Fix wide char handling in wide string literal

This commit fixed the problem that TCC directly cast each byte in wide string literal to wchar_t, which is wrong when wide string literal contains real wide chars. It fixed the problem by assuming input charset is UTF-8, and wchar_t stores wide chars in UTF-16 (Windows) or UTF-32 (others). The UTF-8 decoder is coded according to The Unicode Standard Version 10.

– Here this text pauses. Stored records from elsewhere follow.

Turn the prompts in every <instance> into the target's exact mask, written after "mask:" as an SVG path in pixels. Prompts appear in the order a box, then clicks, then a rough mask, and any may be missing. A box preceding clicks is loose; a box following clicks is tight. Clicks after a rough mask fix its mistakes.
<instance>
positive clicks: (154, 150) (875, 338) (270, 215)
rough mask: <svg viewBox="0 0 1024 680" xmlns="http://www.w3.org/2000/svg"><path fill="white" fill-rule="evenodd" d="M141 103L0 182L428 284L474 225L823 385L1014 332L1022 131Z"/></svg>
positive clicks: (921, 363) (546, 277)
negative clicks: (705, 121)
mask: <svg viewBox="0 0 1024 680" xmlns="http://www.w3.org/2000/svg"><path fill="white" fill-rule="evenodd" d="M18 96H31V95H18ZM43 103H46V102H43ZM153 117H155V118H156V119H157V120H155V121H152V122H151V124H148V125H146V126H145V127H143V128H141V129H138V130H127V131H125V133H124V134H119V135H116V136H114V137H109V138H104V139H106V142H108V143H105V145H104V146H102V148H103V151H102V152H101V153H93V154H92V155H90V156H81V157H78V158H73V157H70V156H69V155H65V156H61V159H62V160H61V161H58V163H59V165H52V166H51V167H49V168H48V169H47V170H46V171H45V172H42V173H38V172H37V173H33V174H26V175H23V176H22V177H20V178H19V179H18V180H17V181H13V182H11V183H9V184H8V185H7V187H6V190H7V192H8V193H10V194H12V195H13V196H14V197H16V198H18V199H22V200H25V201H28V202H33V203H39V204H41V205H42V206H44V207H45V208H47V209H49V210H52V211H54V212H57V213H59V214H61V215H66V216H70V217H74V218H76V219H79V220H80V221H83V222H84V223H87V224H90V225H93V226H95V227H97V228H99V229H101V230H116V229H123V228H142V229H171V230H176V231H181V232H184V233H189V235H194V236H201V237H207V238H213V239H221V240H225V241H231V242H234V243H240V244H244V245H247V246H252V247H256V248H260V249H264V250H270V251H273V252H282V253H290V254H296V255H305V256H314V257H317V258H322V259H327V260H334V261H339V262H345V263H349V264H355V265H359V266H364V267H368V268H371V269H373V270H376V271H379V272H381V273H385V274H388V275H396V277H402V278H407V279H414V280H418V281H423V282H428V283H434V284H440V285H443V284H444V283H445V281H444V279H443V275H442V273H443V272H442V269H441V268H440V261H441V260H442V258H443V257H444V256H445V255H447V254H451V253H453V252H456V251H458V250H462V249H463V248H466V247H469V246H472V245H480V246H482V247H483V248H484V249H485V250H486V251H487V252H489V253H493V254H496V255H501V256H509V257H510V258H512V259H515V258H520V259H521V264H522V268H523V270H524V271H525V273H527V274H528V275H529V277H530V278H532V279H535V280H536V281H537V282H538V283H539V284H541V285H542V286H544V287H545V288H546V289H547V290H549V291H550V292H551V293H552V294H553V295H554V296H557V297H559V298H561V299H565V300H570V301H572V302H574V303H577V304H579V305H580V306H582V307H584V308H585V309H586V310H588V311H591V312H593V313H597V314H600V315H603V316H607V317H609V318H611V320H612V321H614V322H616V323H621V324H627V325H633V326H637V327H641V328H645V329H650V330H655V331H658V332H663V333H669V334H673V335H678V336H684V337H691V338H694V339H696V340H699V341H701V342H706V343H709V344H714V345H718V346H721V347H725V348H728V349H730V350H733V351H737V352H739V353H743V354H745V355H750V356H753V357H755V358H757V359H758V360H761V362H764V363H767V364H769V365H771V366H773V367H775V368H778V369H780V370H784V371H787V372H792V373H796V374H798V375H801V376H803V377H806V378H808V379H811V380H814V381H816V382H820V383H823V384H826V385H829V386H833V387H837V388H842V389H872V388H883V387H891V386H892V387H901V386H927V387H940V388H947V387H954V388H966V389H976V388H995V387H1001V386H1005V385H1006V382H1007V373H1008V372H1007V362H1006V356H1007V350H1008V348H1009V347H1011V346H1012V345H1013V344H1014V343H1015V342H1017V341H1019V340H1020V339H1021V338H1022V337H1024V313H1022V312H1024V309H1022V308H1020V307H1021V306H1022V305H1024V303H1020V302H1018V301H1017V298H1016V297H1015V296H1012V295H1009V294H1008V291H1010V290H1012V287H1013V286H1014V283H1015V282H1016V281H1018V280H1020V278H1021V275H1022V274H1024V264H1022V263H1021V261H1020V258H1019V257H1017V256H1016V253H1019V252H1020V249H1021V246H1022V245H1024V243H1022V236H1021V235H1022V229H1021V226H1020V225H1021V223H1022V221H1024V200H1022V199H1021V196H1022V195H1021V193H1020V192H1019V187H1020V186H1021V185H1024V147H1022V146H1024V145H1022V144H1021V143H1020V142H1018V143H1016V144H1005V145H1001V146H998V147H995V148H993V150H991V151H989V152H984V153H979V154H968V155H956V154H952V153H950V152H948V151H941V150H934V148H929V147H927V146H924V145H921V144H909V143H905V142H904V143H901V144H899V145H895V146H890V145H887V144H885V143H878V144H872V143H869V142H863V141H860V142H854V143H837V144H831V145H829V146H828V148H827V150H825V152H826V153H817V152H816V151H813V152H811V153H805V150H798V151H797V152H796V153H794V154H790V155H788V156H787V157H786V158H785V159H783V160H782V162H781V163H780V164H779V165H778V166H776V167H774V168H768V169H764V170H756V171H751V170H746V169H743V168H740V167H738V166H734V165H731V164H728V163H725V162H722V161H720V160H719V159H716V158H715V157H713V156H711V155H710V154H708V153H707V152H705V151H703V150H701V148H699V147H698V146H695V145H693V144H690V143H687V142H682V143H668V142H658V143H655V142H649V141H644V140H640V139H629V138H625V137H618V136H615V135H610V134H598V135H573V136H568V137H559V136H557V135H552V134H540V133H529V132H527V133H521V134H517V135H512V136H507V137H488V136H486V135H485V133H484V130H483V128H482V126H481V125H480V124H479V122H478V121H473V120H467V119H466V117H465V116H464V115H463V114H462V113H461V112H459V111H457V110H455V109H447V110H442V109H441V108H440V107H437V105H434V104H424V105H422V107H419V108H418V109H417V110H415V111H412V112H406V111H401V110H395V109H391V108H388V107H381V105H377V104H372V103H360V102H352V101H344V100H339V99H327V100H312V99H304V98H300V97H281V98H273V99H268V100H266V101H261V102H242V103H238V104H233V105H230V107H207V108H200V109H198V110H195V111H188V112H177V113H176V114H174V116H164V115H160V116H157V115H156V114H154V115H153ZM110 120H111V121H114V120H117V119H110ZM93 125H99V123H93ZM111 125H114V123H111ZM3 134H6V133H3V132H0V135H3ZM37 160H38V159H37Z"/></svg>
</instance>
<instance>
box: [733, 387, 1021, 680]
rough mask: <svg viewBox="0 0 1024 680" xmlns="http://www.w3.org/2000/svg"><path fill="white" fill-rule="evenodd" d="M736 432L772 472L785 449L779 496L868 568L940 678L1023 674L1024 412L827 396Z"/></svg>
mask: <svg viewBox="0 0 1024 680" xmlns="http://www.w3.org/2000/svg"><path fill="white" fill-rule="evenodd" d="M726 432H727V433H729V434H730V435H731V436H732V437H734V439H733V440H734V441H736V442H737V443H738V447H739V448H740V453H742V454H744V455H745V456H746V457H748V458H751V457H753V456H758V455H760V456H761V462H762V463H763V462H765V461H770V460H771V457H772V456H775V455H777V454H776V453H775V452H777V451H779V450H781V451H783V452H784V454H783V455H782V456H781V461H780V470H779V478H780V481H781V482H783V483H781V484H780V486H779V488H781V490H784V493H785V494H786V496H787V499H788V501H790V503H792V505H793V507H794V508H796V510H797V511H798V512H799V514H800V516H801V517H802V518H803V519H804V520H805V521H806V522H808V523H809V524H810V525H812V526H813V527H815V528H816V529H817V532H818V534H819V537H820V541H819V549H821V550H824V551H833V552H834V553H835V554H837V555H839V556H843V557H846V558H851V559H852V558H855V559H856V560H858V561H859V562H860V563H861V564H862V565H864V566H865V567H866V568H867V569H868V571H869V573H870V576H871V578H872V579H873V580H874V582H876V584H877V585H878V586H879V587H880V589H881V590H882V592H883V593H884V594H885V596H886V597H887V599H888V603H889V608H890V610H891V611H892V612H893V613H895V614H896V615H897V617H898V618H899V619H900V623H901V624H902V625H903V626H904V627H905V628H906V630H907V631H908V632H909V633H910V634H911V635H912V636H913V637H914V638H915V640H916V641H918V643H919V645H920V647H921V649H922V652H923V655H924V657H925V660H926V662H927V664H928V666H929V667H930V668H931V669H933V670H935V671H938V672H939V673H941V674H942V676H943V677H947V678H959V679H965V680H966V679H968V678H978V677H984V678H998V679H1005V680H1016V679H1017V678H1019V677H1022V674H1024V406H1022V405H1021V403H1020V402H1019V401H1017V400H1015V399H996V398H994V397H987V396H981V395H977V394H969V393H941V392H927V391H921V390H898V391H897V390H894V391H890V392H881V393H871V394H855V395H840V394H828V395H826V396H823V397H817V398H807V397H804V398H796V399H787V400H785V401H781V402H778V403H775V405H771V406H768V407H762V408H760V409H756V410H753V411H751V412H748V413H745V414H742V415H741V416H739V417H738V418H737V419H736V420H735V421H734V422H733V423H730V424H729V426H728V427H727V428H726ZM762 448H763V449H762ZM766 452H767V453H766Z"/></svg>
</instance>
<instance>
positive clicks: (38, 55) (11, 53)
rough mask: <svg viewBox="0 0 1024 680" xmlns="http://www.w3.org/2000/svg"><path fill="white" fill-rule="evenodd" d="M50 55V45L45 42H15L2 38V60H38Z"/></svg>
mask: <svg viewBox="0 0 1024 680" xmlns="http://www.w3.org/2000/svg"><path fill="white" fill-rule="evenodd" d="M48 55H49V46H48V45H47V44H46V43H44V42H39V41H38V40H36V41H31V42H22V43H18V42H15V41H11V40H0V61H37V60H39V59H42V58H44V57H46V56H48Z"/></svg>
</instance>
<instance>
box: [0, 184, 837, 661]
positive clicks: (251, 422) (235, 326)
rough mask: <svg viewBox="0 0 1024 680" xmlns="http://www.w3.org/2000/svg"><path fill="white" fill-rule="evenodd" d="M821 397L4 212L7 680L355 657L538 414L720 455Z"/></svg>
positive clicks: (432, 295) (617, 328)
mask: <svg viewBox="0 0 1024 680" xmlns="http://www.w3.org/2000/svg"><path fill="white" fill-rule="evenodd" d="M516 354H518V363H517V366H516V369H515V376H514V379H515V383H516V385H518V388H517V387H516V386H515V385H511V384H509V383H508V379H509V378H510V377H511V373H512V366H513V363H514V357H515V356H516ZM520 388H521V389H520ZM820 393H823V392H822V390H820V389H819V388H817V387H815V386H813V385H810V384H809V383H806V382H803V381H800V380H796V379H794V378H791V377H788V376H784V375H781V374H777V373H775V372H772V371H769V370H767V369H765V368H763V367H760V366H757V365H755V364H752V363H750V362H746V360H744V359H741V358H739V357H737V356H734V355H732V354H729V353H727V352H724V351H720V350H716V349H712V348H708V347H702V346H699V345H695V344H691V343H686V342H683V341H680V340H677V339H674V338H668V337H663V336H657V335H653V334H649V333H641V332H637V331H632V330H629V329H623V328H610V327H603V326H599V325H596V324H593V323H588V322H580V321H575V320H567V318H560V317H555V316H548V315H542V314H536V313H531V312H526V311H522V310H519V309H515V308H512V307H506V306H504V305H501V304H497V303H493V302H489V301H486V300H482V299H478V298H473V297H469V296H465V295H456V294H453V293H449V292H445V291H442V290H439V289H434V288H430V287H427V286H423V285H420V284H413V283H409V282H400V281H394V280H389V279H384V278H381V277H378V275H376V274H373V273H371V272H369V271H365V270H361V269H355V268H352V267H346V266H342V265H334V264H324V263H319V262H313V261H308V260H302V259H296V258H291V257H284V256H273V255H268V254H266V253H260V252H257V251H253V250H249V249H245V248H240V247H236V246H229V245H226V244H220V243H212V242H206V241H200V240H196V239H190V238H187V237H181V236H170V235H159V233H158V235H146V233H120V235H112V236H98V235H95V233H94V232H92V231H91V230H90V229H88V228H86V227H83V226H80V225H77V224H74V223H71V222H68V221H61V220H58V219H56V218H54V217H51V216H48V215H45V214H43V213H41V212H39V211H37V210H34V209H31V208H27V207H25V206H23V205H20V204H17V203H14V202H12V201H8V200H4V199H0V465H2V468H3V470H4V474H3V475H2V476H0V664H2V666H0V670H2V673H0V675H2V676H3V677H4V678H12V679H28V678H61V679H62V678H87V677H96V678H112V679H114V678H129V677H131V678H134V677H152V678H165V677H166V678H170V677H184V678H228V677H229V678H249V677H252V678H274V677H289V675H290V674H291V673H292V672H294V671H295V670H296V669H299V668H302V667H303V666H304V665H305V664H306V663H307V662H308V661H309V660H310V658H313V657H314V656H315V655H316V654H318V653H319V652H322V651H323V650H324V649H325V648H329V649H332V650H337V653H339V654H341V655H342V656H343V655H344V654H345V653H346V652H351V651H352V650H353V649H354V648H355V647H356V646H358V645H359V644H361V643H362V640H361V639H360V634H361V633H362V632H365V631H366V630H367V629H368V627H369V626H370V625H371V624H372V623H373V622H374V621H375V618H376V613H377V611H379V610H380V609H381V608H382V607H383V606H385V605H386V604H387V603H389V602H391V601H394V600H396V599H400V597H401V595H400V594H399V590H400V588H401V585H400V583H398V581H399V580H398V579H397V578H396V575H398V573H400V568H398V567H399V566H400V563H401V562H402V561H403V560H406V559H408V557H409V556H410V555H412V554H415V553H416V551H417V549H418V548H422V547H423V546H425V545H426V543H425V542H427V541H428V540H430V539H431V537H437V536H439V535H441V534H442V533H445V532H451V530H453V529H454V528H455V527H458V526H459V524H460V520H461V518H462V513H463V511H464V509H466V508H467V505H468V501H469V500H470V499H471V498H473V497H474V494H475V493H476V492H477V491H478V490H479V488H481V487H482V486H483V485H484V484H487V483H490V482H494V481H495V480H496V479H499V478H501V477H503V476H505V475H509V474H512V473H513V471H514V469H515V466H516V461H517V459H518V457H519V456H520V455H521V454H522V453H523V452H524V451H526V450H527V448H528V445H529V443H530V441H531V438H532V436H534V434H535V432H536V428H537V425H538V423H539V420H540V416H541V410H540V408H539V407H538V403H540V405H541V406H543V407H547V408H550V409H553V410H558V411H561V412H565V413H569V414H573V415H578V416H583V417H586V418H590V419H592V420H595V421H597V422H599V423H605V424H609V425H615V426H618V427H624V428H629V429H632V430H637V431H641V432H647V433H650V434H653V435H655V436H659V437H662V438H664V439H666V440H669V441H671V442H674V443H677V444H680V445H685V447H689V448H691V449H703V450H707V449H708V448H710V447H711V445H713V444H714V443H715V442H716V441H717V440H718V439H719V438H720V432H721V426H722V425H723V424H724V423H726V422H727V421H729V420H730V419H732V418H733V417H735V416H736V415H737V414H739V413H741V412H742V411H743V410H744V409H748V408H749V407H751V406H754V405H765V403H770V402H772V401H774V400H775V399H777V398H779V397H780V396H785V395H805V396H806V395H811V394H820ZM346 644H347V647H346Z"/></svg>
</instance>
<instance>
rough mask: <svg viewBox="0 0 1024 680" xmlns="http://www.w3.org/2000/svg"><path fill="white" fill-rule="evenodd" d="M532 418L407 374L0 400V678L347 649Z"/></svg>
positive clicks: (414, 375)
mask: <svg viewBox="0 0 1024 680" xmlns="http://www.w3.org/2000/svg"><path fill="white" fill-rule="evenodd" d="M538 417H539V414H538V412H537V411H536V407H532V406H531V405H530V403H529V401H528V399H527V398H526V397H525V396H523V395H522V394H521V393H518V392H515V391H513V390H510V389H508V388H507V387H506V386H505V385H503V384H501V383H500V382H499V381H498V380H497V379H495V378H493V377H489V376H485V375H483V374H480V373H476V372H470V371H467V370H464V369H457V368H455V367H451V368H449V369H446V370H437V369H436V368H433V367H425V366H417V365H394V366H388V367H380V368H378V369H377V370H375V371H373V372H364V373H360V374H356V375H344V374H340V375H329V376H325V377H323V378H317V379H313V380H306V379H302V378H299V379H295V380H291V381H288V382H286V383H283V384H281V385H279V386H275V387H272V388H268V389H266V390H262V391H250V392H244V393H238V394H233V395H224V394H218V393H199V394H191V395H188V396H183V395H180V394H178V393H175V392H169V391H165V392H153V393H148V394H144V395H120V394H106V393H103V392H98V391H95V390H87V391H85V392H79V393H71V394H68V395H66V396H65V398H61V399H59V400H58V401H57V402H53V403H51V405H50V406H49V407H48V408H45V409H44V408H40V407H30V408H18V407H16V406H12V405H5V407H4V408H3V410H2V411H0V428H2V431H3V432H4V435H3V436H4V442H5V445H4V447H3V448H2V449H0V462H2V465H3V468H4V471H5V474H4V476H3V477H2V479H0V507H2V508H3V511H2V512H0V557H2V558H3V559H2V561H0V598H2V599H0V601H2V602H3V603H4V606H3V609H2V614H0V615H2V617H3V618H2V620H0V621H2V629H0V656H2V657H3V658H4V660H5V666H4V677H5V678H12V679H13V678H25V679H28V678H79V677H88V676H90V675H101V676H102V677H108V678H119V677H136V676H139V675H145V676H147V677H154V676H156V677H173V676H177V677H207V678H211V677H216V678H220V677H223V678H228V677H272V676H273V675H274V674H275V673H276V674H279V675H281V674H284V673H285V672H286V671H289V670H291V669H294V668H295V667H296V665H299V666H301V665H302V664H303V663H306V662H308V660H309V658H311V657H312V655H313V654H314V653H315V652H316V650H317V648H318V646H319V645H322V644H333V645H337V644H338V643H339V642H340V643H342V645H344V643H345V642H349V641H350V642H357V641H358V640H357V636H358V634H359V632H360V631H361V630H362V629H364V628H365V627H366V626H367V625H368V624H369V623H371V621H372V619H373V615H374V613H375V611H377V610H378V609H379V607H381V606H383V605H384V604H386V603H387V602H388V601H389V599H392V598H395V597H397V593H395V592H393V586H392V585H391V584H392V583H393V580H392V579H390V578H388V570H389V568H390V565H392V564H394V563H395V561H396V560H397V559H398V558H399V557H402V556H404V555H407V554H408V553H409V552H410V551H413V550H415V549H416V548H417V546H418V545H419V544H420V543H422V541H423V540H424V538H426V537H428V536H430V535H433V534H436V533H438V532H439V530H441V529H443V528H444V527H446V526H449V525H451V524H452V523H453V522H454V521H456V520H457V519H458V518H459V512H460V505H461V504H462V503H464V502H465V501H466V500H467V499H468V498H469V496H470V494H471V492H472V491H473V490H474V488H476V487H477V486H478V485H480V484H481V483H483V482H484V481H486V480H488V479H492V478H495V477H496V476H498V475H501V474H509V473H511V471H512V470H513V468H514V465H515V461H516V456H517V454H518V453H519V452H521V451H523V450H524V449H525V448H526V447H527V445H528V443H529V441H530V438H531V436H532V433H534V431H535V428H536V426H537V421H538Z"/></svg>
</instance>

2025-01-01 17:44:26 +03:00 · 2017-09-09 20:37:43 +08:00 · 2017-09-09 20:37:43 +08:00 · a82c11f4b4
commit a82c11f4b4
parent b8fe8fc210
1 changed files with 67 additions and 1 deletions
--- a/tccpp.c
+++ b/tccpp.c
@ -2105,13 +2105,79 @@ static void parse_escape_string(CString *outstr, const uint8_t *buf, int is_long
                    tcc_warning("unknown escape sequence: \'\\x%x\'", c);
                break;
            }
+        } else if (is_long && c >= 0x80) {
+            /* assume we are processing UTF-8 sequence */
+            /* reference: The Unicode Standard, Version 10.0, ch3.9 */
+
+            int cont; /* count of continuation bytes */
+            int skip; /* how many bytes should skip when error occured */
+            int i;
+
+            /* decode leading byte */
+            if (c < 0xC2) {
+	            skip = 1; goto invalid_utf8_sequence;
+            } else if (c <= 0xDF) {
+	            cont = 1; n = c & 0x1f;
+            } else if (c <= 0xEF) {
+	            cont = 2; n = c & 0xf;
+            } else if (c <= 0xF4) {
+	            cont = 3; n = c & 0x7;
+            } else {
+	            skip = 1; goto invalid_utf8_sequence;
+            }
+
+            /* decode continuation bytes */
+            for (i = 1; i <= cont; i++) {
+                int l = 0x80, h = 0xBF;
+
+                /* adjust limit for second byte */
+                if (i == 1) {
+                    switch (c) {
+                    case 0xE0: l = 0xA0; break;
+                    case 0xED: h = 0x9F; break;
+                    case 0xF0: l = 0x90; break;
+                    case 0xF4: h = 0x8F; break;
+                    }
+                }
+
+                if (p[i] < l || p[i] > h) {
+                    skip = i; goto invalid_utf8_sequence;
+                }
+
+                n = (n << 6) | (p[i] & 0x3f);
+            }
+
+            /* advance pointer */
+            p += 1 + cont;
+            c = n;
+            goto add_char_nonext;
+
+            /* error handling */
+        invalid_utf8_sequence:
+            tcc_warning("ill-formed UTF-8 subsequence starting with: \'\\x%x\'", c);
+            c = 0xFFFD;
+            p += skip;
+            goto add_char_nonext;
+
        }
        p++;
    add_char_nonext:
        if (!is_long)
            cstr_ccat(outstr, c);
-        else
+        else {
+#ifdef TCC_TARGET_PE
+            /* store as UTF-16 */
+            if (c < 0x10000) {
+                cstr_wccat(outstr, c);
+            } else {
+                c -= 0x10000;
+                cstr_wccat(outstr, (c >> 10) + 0xD800);
+                cstr_wccat(outstr, (c & 0x3FF) + 0xDC00);
+            }
+#else
            cstr_wccat(outstr, c);
+#endif
+        }
    }
    /* add a trailing '\0' */
    if (!is_long)